フロアに下りると栗香さんが勢いよく駆けつけてきます。
「魔女! 見て見て! 昨日の配信世界中でバズってる! SNSでもトレンド入りしてるよ! やばい!」
相変わらず何を言ってるか分かりませんがその様子ですと上手くいったようですね。
「どうやらヒナは日本を救ってしまったようだ」
陽菜葵さんはソファに持たれながら何事もなさそうに言ってます。
「しかも一部の国でデモ活動もあったみたいで核の発射は再検討が必要みたいなニュースも上がってるよ」
完全に気を緩めるには早いですがしばらくは安心できそうですね。
「陛下に報告してきます」
2階に上がって一番奥の部屋の前に立って軽くノックします。
「どうぞ」
「失礼します」
部屋に入ると陛下はバルコニーに立って外の景色を眺めていました。
「核の発射は見送りになったそうですよ」
「そのようですね」
相変わらず情報が早いですね。けれど特に感慨なさそうにも感じます。
勝手に近くのソファへと腰を下ろしました。
「いい加減あなたの目的を教えて頂けませんか」
「仰る意味がわかりかねます」
この後に及んでまだとぼける気なのでしょうか。ならば答え合わせといきましょう。
「このタイミングで核の脅威を告白する理由が分かりませんでした。だってそれが事実なら私達が何もせずとも富士や桜姫は死んだのですから」
あれだけリスクを冒して戦ったのにたった1つの爆弾で全てを終えられる。それが核。
おそらく陛下はこの事実をずっと前から知っていた。なのにそれを説明せずに私と協力して富士と桜姫を倒すという道を選んだ。あまりに不可解すぎる。

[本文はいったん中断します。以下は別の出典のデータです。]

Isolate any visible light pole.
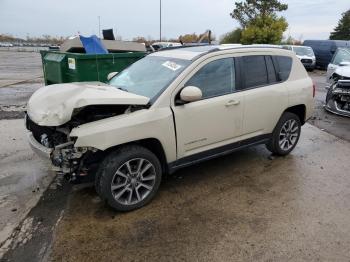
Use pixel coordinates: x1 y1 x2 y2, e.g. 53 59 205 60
98 16 101 38
159 0 162 42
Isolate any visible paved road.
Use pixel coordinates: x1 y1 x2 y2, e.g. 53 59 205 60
4 124 350 262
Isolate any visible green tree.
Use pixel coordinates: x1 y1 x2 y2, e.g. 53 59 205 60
230 0 288 44
329 9 350 40
220 28 242 44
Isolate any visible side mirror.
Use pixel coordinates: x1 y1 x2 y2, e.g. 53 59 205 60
339 61 350 66
107 72 119 81
180 86 202 103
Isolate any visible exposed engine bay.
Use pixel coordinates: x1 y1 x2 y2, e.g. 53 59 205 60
325 73 350 117
26 105 145 182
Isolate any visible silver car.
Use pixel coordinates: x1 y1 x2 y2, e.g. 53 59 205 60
283 45 316 71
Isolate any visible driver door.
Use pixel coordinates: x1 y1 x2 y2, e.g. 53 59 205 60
172 57 244 159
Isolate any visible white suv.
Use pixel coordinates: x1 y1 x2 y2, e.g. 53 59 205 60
26 46 315 211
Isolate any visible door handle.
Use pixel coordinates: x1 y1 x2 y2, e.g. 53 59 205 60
225 100 241 107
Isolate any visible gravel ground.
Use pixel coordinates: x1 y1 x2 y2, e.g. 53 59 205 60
0 51 350 262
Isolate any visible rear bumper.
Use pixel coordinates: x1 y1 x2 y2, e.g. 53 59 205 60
27 132 53 160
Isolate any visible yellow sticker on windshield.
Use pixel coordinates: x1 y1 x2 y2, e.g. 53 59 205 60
163 61 182 71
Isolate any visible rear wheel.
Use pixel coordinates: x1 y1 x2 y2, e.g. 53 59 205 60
96 145 162 211
266 112 301 156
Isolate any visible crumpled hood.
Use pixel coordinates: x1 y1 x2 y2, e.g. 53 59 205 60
334 66 350 77
27 82 149 126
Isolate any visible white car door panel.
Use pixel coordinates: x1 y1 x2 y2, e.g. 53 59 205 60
173 57 244 158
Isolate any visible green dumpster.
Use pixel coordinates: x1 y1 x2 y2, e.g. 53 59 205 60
40 50 146 85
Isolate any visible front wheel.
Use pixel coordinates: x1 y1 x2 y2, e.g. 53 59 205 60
266 112 301 156
96 145 162 211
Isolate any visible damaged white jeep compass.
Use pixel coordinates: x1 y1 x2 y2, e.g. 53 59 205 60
26 46 315 211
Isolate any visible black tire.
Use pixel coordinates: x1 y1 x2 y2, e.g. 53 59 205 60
266 112 301 156
95 145 162 211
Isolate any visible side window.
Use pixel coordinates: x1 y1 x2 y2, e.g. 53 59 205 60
333 49 350 65
265 56 278 84
242 55 268 88
185 58 235 99
274 56 293 82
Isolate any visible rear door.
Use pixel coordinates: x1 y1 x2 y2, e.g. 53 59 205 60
239 54 292 138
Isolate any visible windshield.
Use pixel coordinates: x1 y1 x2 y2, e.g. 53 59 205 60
110 56 191 101
332 48 350 65
293 46 315 56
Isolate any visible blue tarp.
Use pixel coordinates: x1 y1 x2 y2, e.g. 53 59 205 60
79 35 108 54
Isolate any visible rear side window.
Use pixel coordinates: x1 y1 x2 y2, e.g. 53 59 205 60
265 56 278 84
242 55 269 89
274 56 293 82
186 58 235 99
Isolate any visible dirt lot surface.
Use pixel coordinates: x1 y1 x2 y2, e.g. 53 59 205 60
0 51 350 262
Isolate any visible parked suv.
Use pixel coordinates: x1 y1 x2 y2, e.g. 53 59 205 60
26 46 315 211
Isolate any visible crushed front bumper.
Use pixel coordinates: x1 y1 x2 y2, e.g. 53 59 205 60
27 132 53 160
324 80 350 117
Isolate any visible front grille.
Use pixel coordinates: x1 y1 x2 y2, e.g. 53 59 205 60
25 115 54 141
301 59 312 64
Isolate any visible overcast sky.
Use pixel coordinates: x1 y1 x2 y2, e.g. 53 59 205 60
0 0 350 40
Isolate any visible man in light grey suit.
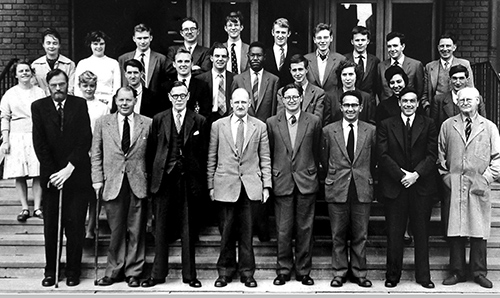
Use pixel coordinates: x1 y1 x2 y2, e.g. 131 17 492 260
91 87 151 287
207 88 272 287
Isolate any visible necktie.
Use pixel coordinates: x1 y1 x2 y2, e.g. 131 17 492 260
175 113 182 133
57 102 64 131
141 53 147 87
122 116 130 154
465 117 472 140
217 74 226 115
231 43 238 74
236 118 245 156
278 47 285 70
347 123 354 162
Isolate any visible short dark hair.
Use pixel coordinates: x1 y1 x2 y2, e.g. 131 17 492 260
384 65 409 86
42 28 61 42
450 64 469 78
45 68 69 84
290 54 309 69
385 31 406 45
123 59 144 72
351 26 371 40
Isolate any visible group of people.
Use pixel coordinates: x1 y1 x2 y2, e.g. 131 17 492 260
0 12 500 288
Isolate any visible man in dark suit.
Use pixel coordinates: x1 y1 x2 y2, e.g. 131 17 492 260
377 88 437 288
377 32 429 103
196 42 234 126
141 81 207 288
321 89 376 287
264 18 301 88
266 84 322 286
277 54 325 123
167 17 212 77
224 11 248 75
118 24 167 92
91 86 151 287
31 69 94 287
207 88 272 288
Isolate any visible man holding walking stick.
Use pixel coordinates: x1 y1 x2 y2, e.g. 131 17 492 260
31 69 94 287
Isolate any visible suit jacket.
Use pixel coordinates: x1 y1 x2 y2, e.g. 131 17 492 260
377 115 437 199
118 51 167 92
277 83 325 123
91 113 151 201
196 70 234 124
231 69 279 122
321 120 376 203
377 56 424 101
266 111 322 196
207 116 272 202
344 52 380 94
224 42 250 73
146 109 208 197
264 45 302 88
167 44 212 77
31 95 92 188
422 57 474 104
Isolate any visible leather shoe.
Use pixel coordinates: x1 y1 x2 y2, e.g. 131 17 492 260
126 276 141 288
330 276 346 288
141 277 165 288
42 276 56 287
443 274 466 286
474 275 493 289
295 275 314 286
240 276 257 288
215 275 233 288
384 280 398 288
66 276 80 287
351 277 372 288
273 274 290 286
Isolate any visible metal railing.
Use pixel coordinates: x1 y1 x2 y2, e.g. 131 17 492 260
471 61 500 126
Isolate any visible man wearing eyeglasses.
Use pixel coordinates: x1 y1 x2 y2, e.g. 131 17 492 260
321 90 376 287
167 17 212 77
141 81 207 288
266 84 322 286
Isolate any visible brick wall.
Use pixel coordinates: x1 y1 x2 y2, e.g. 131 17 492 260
444 0 490 63
0 0 70 71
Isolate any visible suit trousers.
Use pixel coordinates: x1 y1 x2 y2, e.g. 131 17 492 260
448 237 487 277
274 187 316 275
103 174 147 279
328 198 371 278
384 189 433 283
42 185 91 278
217 184 259 277
151 168 197 281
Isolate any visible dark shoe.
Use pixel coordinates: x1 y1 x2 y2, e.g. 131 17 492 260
385 280 398 288
330 276 346 288
141 277 165 288
351 277 372 288
214 275 233 288
66 276 80 287
125 276 141 288
273 274 290 286
42 276 56 287
474 275 493 289
443 274 466 286
17 209 30 222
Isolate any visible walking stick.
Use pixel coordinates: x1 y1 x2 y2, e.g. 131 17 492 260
94 189 101 286
54 187 63 289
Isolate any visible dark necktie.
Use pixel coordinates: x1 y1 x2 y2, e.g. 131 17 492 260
465 117 472 140
347 123 354 162
231 43 238 74
122 116 130 154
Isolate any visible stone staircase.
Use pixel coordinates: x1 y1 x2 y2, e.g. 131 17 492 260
0 180 500 290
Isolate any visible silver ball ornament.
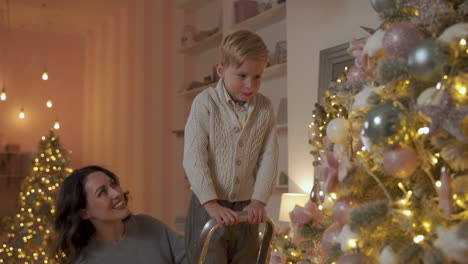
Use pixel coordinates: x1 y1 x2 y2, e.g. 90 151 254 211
364 103 404 144
408 39 450 80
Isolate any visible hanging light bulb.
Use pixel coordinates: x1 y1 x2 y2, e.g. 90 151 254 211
0 87 6 101
46 99 54 108
19 107 25 119
42 68 49 81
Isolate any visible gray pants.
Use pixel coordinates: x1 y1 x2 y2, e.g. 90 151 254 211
185 194 260 264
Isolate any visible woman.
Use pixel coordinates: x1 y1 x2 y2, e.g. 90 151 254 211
55 166 187 264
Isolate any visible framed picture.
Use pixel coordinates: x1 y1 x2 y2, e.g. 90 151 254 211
317 43 354 102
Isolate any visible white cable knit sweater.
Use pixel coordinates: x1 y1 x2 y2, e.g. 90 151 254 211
183 79 278 204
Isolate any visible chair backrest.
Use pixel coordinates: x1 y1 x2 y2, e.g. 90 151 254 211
192 212 275 264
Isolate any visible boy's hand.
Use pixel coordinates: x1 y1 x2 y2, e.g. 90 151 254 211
203 200 239 227
244 200 266 224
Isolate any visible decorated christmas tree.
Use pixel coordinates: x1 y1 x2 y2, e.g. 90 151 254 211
0 131 72 264
272 0 468 264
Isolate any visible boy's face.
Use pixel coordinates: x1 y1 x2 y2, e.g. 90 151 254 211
216 59 266 102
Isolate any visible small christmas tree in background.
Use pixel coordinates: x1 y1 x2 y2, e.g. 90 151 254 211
272 0 468 264
0 131 72 264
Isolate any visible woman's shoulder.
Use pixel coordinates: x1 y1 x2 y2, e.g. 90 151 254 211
128 214 166 229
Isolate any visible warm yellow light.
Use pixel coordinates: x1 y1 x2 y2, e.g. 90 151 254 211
42 71 49 81
418 127 429 135
460 38 466 46
348 238 357 249
398 182 407 192
413 235 424 244
0 88 6 101
279 193 309 222
19 108 26 119
423 221 431 232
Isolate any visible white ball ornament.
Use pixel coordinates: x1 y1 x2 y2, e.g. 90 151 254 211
326 118 350 144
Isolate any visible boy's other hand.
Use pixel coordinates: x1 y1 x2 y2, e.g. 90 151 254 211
244 200 266 224
203 200 239 227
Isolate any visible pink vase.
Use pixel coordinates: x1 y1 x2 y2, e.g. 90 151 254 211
234 0 258 23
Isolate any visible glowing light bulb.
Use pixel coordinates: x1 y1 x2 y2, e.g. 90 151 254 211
42 70 49 81
0 87 6 101
460 38 466 46
19 108 26 119
418 127 429 135
413 235 424 244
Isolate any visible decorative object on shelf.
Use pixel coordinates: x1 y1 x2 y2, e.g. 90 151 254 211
258 0 273 13
5 144 21 153
272 40 288 64
180 25 219 47
234 0 258 24
276 97 288 124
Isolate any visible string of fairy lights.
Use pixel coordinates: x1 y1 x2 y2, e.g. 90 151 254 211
0 69 60 130
0 0 60 130
0 131 73 264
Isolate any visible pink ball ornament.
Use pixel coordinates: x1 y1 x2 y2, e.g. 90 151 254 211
384 145 419 178
346 66 369 82
383 22 424 58
321 223 343 255
333 196 359 225
336 252 375 264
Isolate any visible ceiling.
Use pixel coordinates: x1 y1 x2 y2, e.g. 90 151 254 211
0 0 127 35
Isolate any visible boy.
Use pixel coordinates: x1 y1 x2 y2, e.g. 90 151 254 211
183 31 278 264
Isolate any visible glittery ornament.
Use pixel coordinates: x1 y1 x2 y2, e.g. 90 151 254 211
383 21 424 58
419 91 468 142
384 145 419 178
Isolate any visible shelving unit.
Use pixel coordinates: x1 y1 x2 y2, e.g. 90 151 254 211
231 4 286 31
276 124 288 133
178 83 216 97
263 63 288 80
177 0 214 10
179 32 223 55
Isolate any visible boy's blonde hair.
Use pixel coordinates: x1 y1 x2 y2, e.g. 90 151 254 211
219 30 269 67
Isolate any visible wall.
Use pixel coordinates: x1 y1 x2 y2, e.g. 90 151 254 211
0 28 85 167
82 0 185 225
287 0 380 192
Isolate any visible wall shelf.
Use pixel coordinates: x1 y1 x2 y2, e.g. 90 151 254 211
276 124 288 132
231 4 286 31
179 32 223 55
263 63 288 80
171 129 185 137
179 83 216 96
177 0 213 10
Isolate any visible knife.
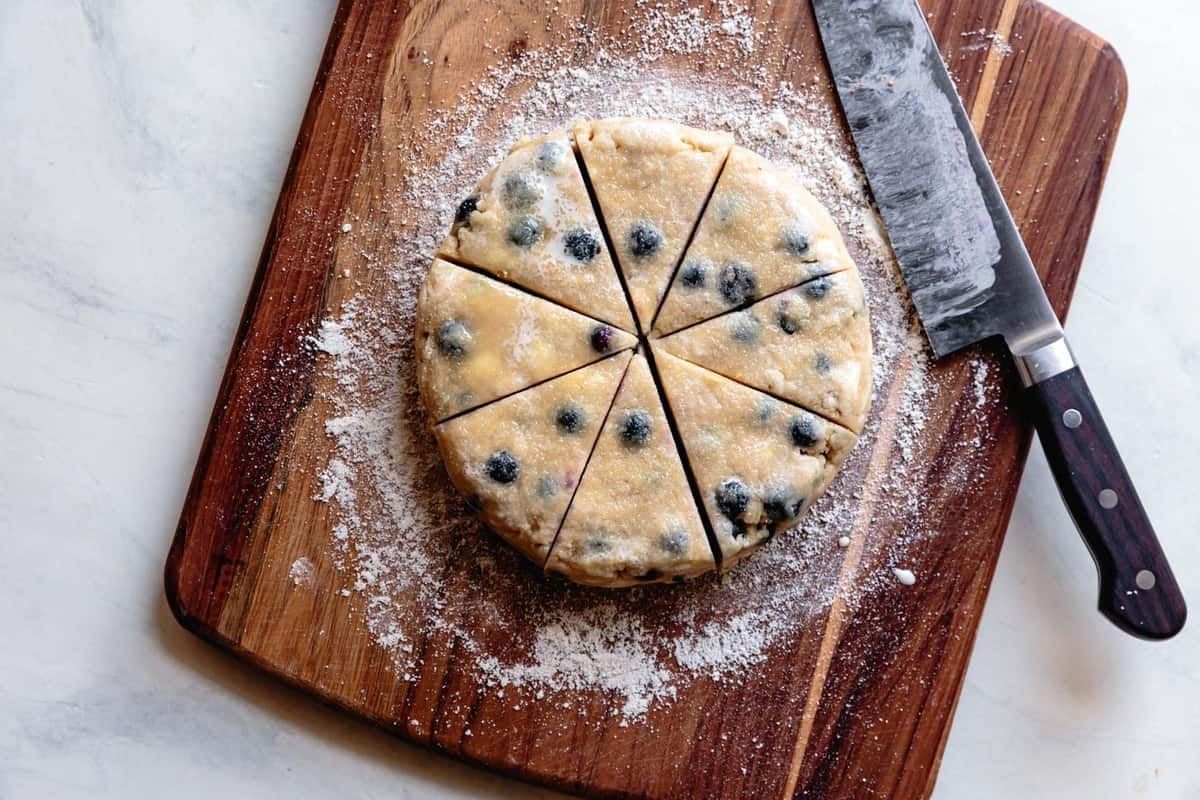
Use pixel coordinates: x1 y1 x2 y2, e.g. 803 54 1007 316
812 0 1187 639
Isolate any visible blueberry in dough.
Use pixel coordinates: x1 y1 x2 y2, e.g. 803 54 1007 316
787 415 821 450
583 536 612 553
500 173 546 209
716 261 758 306
775 311 800 336
762 488 804 523
629 219 662 258
715 477 750 522
804 276 833 300
554 403 587 433
730 314 758 344
780 223 810 255
509 217 541 247
659 528 689 555
454 197 479 223
437 319 472 361
620 409 650 446
484 450 521 483
679 261 708 289
538 142 566 173
563 228 600 264
590 325 612 353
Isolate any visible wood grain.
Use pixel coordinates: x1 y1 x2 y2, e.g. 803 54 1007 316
166 0 1124 799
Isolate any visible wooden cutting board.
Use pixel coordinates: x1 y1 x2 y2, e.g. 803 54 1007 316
166 0 1126 799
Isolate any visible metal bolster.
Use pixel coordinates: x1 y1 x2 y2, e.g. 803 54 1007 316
1013 337 1075 386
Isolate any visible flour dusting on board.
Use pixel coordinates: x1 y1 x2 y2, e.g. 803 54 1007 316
304 2 994 723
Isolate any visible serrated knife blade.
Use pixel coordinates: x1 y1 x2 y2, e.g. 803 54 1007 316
812 0 1187 639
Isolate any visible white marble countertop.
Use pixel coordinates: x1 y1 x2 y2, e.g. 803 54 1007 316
0 0 1200 800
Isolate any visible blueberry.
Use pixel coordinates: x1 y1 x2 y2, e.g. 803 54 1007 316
679 261 708 289
659 528 690 555
714 477 750 522
620 409 650 447
454 197 479 223
804 276 833 300
509 217 541 247
762 488 804 524
583 534 612 553
713 194 742 225
554 403 588 433
629 219 662 258
538 142 566 173
787 414 821 450
716 261 758 306
500 173 546 209
437 319 472 361
590 325 612 353
484 450 521 483
780 222 811 255
538 475 558 500
730 314 758 344
563 228 600 264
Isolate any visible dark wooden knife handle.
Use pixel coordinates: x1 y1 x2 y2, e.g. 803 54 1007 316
1025 367 1188 639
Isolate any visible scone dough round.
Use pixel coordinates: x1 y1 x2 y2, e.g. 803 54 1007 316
416 118 871 587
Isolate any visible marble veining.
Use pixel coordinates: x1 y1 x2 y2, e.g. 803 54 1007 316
0 0 1200 800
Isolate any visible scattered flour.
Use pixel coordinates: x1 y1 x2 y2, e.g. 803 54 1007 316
288 558 316 587
300 1 1003 724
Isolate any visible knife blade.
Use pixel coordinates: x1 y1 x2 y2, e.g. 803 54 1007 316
812 0 1187 639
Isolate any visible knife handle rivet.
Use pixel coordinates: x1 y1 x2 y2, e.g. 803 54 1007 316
1096 489 1120 509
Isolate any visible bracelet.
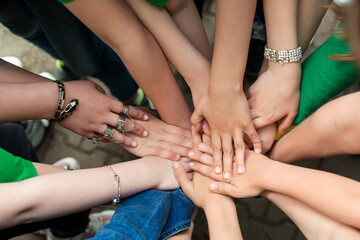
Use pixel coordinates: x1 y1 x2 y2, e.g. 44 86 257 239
50 80 79 123
54 80 65 119
264 45 302 65
104 165 121 205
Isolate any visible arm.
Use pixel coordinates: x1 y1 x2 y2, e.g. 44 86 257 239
191 0 261 179
263 192 360 240
0 157 189 228
189 151 360 228
65 0 191 128
247 0 301 132
173 162 242 240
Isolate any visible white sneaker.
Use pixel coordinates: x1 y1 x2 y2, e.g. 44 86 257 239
1 56 23 68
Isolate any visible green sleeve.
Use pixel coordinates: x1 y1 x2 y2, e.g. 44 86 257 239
293 35 359 125
0 148 37 183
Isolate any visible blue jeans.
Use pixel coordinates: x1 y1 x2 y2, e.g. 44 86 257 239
0 0 138 100
92 189 194 240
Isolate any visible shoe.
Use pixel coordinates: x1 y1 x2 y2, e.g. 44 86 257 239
54 59 81 82
1 56 23 68
46 210 115 240
53 157 80 170
18 120 45 148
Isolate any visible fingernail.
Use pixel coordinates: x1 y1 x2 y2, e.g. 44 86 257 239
210 183 217 192
237 166 245 174
188 150 195 157
224 172 231 180
173 162 179 169
199 143 206 149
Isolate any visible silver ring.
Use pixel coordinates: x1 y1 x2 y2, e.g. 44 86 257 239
102 126 115 140
115 116 126 131
123 116 136 132
121 104 129 116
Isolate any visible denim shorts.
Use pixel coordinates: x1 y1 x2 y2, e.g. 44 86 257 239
92 189 194 240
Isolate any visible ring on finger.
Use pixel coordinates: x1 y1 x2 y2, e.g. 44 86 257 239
115 116 126 131
121 104 129 116
123 116 135 132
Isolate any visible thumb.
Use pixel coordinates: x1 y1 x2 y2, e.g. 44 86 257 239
210 182 239 198
172 162 192 196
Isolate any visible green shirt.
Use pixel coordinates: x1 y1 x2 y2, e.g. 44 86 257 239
0 148 37 183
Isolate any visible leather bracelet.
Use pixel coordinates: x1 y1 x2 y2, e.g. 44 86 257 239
264 45 302 65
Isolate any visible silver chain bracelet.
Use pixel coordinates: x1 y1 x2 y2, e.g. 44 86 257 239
104 165 121 205
264 45 302 65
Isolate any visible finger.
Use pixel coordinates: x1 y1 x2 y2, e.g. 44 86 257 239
188 150 213 166
190 108 204 126
234 129 245 174
149 146 181 161
191 126 202 150
160 141 191 157
278 114 296 133
198 143 213 155
190 162 222 181
165 125 191 138
172 162 192 196
123 118 149 137
163 133 193 148
211 133 222 174
202 119 211 137
222 135 234 180
245 126 261 153
210 182 240 198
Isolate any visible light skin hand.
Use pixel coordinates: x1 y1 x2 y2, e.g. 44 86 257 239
124 114 192 160
191 90 261 180
60 81 149 147
246 62 301 133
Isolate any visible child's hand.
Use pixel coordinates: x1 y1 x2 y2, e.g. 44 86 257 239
246 62 301 133
190 150 271 198
142 157 193 191
123 114 192 160
257 123 277 154
173 162 229 208
191 89 261 179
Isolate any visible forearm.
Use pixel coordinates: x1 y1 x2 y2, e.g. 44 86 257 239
0 160 158 228
204 196 243 240
0 80 60 123
210 0 256 92
261 161 360 228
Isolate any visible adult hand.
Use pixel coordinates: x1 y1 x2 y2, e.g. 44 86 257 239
187 150 271 198
124 114 192 160
191 90 261 180
246 62 301 133
60 81 149 147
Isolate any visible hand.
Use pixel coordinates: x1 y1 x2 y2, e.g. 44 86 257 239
187 150 272 198
191 90 261 180
143 157 193 191
60 81 149 147
173 162 228 208
246 62 301 133
124 114 192 160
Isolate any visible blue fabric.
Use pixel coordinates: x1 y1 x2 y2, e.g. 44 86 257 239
92 189 194 240
0 0 138 100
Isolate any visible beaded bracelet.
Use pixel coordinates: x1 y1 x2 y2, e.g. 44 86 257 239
104 165 121 205
50 80 79 123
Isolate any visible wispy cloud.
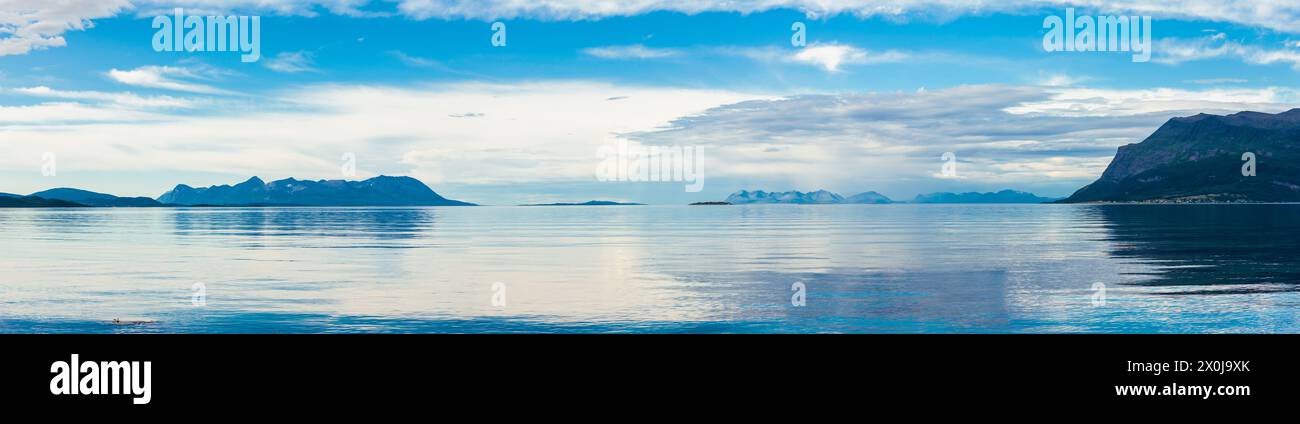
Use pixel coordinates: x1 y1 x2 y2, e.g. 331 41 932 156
0 0 131 56
789 44 907 73
728 43 917 73
582 44 681 60
1153 33 1300 70
12 86 194 108
265 51 320 74
108 66 230 94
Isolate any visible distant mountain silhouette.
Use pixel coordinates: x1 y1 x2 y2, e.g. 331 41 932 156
727 190 893 204
31 189 163 207
1062 109 1300 203
157 176 475 205
524 200 645 205
841 191 894 204
911 190 1057 203
0 192 87 208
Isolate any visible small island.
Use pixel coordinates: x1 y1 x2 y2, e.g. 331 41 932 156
520 200 645 205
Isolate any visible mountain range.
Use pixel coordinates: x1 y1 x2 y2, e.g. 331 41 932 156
157 176 475 205
725 190 1056 204
0 176 475 208
911 190 1058 203
0 108 1300 207
1062 109 1300 203
727 190 893 204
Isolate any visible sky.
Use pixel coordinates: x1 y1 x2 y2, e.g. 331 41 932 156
0 0 1300 204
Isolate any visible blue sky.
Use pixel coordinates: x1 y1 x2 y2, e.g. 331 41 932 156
0 0 1300 204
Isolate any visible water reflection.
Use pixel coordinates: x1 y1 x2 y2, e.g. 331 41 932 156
0 205 1300 333
1095 204 1300 295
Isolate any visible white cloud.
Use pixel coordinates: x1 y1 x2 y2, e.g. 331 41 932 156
789 44 907 73
582 44 681 60
0 81 1300 200
628 86 1300 194
387 0 1300 33
12 0 1300 62
265 52 319 74
108 66 230 94
1153 33 1300 70
0 81 757 188
0 0 130 56
13 86 194 108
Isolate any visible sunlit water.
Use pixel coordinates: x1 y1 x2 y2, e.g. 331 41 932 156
0 204 1300 333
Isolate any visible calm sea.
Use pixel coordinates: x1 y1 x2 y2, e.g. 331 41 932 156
0 204 1300 333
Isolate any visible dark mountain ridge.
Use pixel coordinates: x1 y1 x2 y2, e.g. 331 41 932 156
1062 109 1300 203
157 176 475 205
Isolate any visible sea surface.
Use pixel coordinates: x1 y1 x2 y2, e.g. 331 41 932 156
0 204 1300 333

「私の目的は日本の復活。国民の死は即ち日本の死を意味します」
「その言葉に嘘はないのでしょうが、正直真意が不明ですよ。だって昨日あなたは核が落ちたとしても最期まで見届けると仰りました。本気で国民を想うなら最後まで抵抗するはずです」
そしてここに入った時にも核の阻止を告発しても興味なさそうに返事をするだけでした。
「本当は核の発射など全部嘘だったんじゃないですか?」
「嘘か本当かなど些細な問題です。利用できるものは利用する。それはあなたも同じでしょう?」
陛下は振り返って私を見据えます。相変わらずヘルメット姿で顔は隠されて胡散臭い。この人は本当に何なのか。それが分からない。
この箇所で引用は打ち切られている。